Published Friday, 2 May 2014

Although the level of water has declined in recent weeks, Sparrows Den continues to be affected by groundwater flooding. This is as a direct result of record high levels of groundwater which is ultimately explained by the record winter rainfall. Whilst springs continue to ‘issue’ on Sparrows Den, the rate of issue has decreased and continues to reduce.

On Thursday, 1 May, the council started an additional pumping operation from the standing lake to a road gully on Corkscrew Hill which connects to the culverted (piped) River Ravensbourne.  There is now sufficient capacity in that culvert to allow for an around the clock pumped drain down from the Sparrows Den rugby pitches.  This is an experimental operation to see if the existing drainage by infiltration will then be sufficient to cope with the reduced and reducing groundwater levels.

This pumping is in addition to the 10 week pumping operation in Courtfield Rise to protect homes from internal flooding.

Sparrows Den remains open to members of the public but visitors are advised to proceed with caution near the water, particularly if in charge of children or dogs. The water has been tested and is not a threat to public health but it is not advisable to swim in the water.

Sparrows Den and Addington Road are situated in a valley and therefore it is natural that water will collect in the valley.  The council is continuing with its around the clock pumping operation to protect actual homes from being flooded, with water being pumped into a culverted river.  The groundwater flooding has occurred naturally because of the valley’s geological characteristics and the low ground level and this is true both for Sparrows Den and properties and gardens in Courtfield Rise and Addington Road too.

Ground levels are actually lower further along Addington Road, away from Sparrows Den and this helps to explain why groundwater flooding is not confined to Sparrows Den and this flooding will continue for at least as long as the groundwater flooding in Sparrows Den.  The Environment Agency have advised that groundwater levels remain at extremely high levels albeit that they are receding slowly over time.  Groundwater levels locally will probably remain high, even going into the summer months, albeit that they will recede and levels of water on the surface will disappear but it is not clear exactly when this will be.

The water which has collected in Sparrows Den is making its way under Corkscrew Hill and Glebe Way, along the culvert which runs parallel with Addington Road going towards Hayes, where there is an open section of water course and forms part of the River Ravensbourne.  There is not a direct causal link between the groundwater flooding and river.  It is also important to note that Sparrows Den has not been flooded deliberately (and nor is the water being held on the site) but it is a naturally occurring groundwater flooding event.

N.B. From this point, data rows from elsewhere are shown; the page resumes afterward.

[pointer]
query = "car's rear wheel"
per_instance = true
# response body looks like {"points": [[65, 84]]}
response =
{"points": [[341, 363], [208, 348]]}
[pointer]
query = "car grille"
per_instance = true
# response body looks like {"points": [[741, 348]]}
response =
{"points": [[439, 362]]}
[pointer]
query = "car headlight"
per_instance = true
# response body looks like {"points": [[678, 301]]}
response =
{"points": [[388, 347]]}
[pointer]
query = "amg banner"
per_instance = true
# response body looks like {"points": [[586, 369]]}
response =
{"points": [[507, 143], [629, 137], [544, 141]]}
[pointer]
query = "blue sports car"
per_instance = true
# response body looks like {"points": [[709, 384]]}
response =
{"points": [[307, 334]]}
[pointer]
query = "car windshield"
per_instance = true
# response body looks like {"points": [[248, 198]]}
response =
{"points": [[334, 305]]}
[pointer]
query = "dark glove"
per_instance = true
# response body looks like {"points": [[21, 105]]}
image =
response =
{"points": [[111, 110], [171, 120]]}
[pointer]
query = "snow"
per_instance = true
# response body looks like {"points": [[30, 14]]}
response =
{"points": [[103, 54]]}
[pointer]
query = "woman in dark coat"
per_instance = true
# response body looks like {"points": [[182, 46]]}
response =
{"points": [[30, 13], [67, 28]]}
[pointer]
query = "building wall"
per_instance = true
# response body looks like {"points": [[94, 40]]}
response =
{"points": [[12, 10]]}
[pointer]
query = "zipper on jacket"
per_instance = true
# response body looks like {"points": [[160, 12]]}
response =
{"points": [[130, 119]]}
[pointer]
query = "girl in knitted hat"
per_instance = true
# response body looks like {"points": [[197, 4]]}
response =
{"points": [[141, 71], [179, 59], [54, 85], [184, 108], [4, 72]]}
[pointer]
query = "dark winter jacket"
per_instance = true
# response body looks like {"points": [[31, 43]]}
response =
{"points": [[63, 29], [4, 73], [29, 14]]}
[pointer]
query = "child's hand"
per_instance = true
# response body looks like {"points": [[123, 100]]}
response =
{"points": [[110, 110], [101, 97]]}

Whilst residents have some responsibilities with reference to the river, the Environment Agency have been working to improve flow and capacity in the river and culvert and a lot of this work is complete.  In the very early stages of this groundwater flooding incident, the Army assisted in some of the clearance work but more recently, Environment Agency contractors have carried out works.  The council supported this work (which was planned) by ‘jetting’ the culvert, primarily in and around the Glebe Way section.

It has been said that that the work undertaken by Thames Water on Sparrows Den a few years ago should have ‘solved the problem’ but the Thames Water work was never designed to tackle groundwater, but was instead about their foul sewage systems.

The heavy duty sand bags which were initially placed along Corkscrew Hill to protect the road and homes directly opposite Sparrows Den will be removed shortly as there is no longer a risk of water flowing over the road from Sparrows Den.